There is no gain in knowledge from this mission. It's more like cheering for your favorite soccer team.
> There is no gain in knowledge from this mission
This is wrong. We’re learning a lot about the new life-support systems. (Courtesy of the ESA.) We’re also going to learn more about the heat shield on 10 April.
> the immense amount of pork involved (SLS is called "Senate Launch System" for good reason
Most of science has always had this dual use purpose.
No senator ever would have voted for any kind of space program just to send a few tourists to the moon. It's a way to have a substantial workforce, spread across a wide area (so they can't all be hit by the same bomb), that knows how to make and launch rockets and to do weird stuff in space and to work with very energetic materials.
But I agree that it feels hollow right now because of the war abroad and also the needless disrespect we've shown to our Canadian friends at home.
It reminds me a little bit of The Man in the High Castle, it's like these videos are sent from some happier timeline that we don't live in. Hopefully they inspire some people to bring the spirit of curiosity and friendship they present back to our earth.
The manned space program launches from Florida but is controlled from Houston. Why? Wouldn't it make more sense to have both in the same place?
Florida is because there's no other safe place in the US to launch a big rocket on an easterly trajectory* than Florida. Or the extreme southern tip of Texas, which SpaceX uses.

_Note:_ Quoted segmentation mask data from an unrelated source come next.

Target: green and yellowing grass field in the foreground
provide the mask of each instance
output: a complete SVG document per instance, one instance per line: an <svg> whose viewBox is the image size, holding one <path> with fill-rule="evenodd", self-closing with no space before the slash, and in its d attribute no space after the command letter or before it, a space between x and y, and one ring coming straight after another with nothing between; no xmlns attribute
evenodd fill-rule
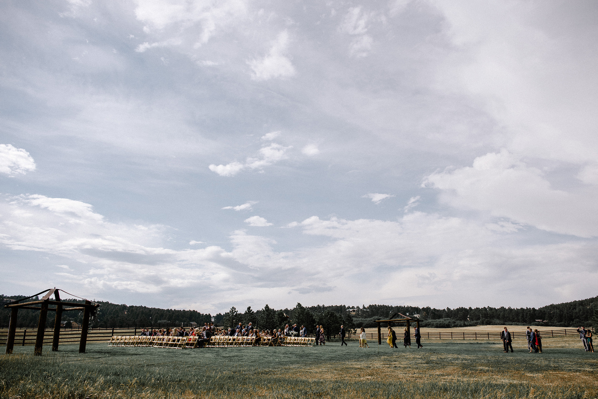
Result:
<svg viewBox="0 0 598 399"><path fill-rule="evenodd" d="M504 354L495 342L423 349L108 348L0 356L0 398L595 398L598 357L579 348Z"/></svg>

Houston is because NASA needed LBJ's support. They even named the place after him.
* Why easterly? Because that's the direction Earth rotates. If you orbit in that direction you get some free momentum from the planet itself.
You know the whole point of the space race was to prove that we could send ICBMs to the USSR right?
> the whole point of the space race was to prove that we could send ICBMs to the USSR right?
No, it wasn’t. The real world seldom has single causation. Some people supported Apollo as a messaging exercise. Most had other reasons.
And in any case, there are easy ways to demonstrate ICBM competence. Pyongyang isn’t going to the Moon to prove it can bomb Alaska.